Gelet op het vorenstaande dient verdachte, als de grotendeels in het ongelijk gestelde partij, te worden veroordeeld in de kosten van het geding door de benadeelde partij gemaakt, tot aan deze uitspraak begroot op nihil en in de kosten ten behoeve van de tenuitvoerlegging nog te maken.
Het hof zal tevens na te noemen bedrag toewijzen in de vorm van een schadevergoedingsmaatregel.

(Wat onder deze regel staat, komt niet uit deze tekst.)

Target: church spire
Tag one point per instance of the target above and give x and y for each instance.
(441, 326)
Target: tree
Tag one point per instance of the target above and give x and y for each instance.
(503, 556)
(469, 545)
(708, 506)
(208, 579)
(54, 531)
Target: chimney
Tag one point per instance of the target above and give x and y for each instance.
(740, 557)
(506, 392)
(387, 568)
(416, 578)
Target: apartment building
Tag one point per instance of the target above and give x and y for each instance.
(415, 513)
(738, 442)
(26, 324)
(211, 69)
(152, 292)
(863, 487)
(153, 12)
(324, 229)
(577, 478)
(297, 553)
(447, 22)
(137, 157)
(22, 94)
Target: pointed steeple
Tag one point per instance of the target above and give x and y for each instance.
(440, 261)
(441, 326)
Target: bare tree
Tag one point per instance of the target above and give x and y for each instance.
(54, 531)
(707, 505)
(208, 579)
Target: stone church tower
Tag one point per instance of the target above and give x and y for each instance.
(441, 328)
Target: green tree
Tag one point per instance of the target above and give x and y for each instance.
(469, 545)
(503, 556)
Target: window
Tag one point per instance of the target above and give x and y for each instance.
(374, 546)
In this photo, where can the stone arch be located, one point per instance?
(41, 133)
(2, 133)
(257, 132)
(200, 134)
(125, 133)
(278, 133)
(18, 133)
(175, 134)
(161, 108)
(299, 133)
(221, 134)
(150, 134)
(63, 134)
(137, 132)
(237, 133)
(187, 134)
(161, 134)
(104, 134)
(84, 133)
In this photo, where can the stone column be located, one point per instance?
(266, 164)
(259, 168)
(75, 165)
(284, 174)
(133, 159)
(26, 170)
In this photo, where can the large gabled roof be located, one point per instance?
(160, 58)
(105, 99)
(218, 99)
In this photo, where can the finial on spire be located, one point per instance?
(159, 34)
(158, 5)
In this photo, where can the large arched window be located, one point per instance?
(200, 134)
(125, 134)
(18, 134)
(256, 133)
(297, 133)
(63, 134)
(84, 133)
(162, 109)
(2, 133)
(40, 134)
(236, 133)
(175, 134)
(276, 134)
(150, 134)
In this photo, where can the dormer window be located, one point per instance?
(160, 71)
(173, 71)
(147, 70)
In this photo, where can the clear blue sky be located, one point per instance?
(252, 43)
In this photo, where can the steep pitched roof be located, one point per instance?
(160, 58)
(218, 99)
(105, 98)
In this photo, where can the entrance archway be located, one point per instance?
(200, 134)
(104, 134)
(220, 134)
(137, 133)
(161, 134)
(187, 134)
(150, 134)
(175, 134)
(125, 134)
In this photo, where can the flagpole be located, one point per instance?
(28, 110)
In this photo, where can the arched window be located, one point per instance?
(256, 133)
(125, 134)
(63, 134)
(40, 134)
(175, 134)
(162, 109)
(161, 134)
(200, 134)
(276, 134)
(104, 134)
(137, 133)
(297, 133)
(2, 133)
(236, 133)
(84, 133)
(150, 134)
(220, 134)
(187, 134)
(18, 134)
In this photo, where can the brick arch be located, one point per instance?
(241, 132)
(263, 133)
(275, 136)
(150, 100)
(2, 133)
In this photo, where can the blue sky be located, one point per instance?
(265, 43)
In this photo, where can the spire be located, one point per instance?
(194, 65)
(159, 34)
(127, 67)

Toepassing van wetsartikelen
Het hof heeft gelet op de artikelen 14a, 14b, 14c, 23, 24, 24c, 36f en 350 van het Wetboek van Strafrecht, zoals deze artikelen golden ten tijde van het bewezen verklaarde.
De uitspraak
HET HOF,
RECHT DOENDE OP HET HOGER BEROEP:
vernietigt het vonnis, waarvan beroep, en opnieuw recht doende:
verklaart het verdachte ten laste gelegde bewezen en kwalificeert dit als hiervoor vermeld en verklaart dit feit en verdachte strafbaar;
verklaart niet bewezen hetgeen aan verdachte als voormeld meer of anders is ten laste gelegd dan hierboven als bewezen is aangenomen en spreekt verdachte daarvan vrij;
veroordeelt verdachte [verdachte] tot een geldboete van honderdzestig euro;
beveelt dat vervangende hechtenis voor de duur van drie dagen zal worden toegepast, indien noch volledige betaling noch volledig verhaal van het verschuldigde bedrag volgt;
beveelt, dat de geldboete niet zal worden ten uitvoer gelegd, tenzij de rechter later anders mocht gelasten op grond, dat veroordeelde zich voor het einde van een proeftijd van twee jaren aan een strafbaar feit heeft schuldig gemaakt;
wijst toe de vordering van de benadeelde partij, [benadeelde], wonende te [woonplaats], tot een bedrag van honderdveertig euro;
verklaart de benadeelde partij voor het overige niet-ontvankelijk in de vordering;
bepaalt dat de benadeelde partij de vordering in zoverre slechts bij de burgerlijke rechter kan aanbrengen;
veroordeelt verdachte in de kosten van het geding door de benadeelde partij gemaakt
- tot aan deze uitspraak begroot op nihil - en in de kosten ten behoeve van de tenuitvoerlegging nog te maken;
legt aan verdachte tevens de verplichting op tot betaling aan de Staat van honderdveertig euro ten behoeve van het slachtoffer [benadeelde], wonende te [woonplaats];
beveelt dat vervangende hechtenis voor de duur van twee dagen zal worden toegepast, indien noch volledige betaling noch volledig verhaal van het verschuldigde bedrag volgt;
bepaalt dat indien veroordeelde heeft voldaan aan de verplichting tot betaling aan de Staat van bovenvermeld bedrag, de verplichting om te voldoen aan de vordering van de benadeelde partij komt te vervallen, alsmede dat, indien veroordeelde aan de vordering van de benadeelde partij heeft voldaan, de verplichting tot betaling aan de Staat komt te vervallen.
Dit arrest is aldus gewezen door mr. H.M.E. Laméris-Tebbenhoff Rijnenberg, voorzitter, mr. G.M. Meijer-Campfens en mr. A.J. Rietveld, in tegenwoordigheid van mr. M. Koster als griffier.